Ekim Bey

The same day I discovered that the passenger who had lost the chaplet was Pasha N, the former governor of a small district near Constantinople, and that he was then living on the opposite shore of the Bosphorus not far from Scutari.

As I had recently been not too well and was feeling worse each day, I decided not to dive for coins the next day, but to deliver the chaplet to its owner, and at the same time to visit the cemetery at Scutari.

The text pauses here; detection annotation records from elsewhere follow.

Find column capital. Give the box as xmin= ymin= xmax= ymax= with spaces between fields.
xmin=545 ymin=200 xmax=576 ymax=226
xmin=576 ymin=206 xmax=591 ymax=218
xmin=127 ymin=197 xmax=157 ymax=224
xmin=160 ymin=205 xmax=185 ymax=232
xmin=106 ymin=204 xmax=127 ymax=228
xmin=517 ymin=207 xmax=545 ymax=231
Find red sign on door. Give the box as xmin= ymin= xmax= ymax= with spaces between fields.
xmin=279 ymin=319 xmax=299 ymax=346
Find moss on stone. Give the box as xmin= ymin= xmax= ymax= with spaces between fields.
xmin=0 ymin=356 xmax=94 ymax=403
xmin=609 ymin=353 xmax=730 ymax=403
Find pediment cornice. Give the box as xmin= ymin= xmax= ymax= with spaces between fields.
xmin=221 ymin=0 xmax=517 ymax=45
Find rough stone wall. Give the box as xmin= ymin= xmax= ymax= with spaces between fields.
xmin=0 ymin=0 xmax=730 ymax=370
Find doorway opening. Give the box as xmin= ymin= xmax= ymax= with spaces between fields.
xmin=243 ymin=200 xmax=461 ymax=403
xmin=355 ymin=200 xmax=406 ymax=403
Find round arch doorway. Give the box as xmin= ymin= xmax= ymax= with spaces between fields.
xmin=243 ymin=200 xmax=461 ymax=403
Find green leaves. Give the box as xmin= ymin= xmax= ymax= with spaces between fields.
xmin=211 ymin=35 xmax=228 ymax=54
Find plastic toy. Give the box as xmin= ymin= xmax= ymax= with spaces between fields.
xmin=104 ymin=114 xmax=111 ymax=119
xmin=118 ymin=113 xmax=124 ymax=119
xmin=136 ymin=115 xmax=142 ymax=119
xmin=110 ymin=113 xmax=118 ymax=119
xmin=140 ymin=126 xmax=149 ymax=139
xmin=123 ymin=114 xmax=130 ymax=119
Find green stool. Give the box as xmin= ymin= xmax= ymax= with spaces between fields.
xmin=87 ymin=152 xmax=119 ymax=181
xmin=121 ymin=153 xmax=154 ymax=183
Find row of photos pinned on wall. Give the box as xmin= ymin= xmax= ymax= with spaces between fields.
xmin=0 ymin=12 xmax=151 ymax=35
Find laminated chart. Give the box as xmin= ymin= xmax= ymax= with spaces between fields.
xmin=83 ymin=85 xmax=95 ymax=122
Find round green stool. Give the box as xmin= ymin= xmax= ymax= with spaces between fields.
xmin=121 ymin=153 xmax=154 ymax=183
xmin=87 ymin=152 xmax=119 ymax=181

I went the following morning and soon found the pasha’s house. He happened to be at home, and when he was told that one of the coin­ catchers had come, who insisted on seeing him personally, he evidently understood at once what it was about and came out to me himself. When I handed him the chaplet he was so sincerely overjoyed and so simple in his manner towards me that I was deeply moved, and did not wish for anything in the world to accept the promised reward.

He begged me at least to lunch at his house, and this I did not decline. After lunch I left immediately in order to catch the last but one returning steamer. But on the way to the steamer I felt so ill that I had to sit down on the steps of a house, where I lost consciousness.
Passers­by noticed my condition and, as I was not far from the pasha’s house, the news soon reached him that a boy had suddenly been taken ill. Hearing that the boy was the one who had brought him the chaplet, the pasha himself came quickly with his servants and gave orders for me to be carried to his house, and for a military physician to be called.

Although I soon recovered consciousness, my condition was such that I could not move and was compelled to remain for the time being in the pasha’s house.
That night all my skin began to crack and burn unbearably; evidently, being unaccustomed to long immersion in sea­water, it could not tolerate the action of the salt.

I was put in a wing of the house and an old woman named Fatma Badji was appointed to take care of me. The pasha’s son, a student in a German military school, also came and helped the old woman look after me. This was Ekim Bey, who later became my bosom friend.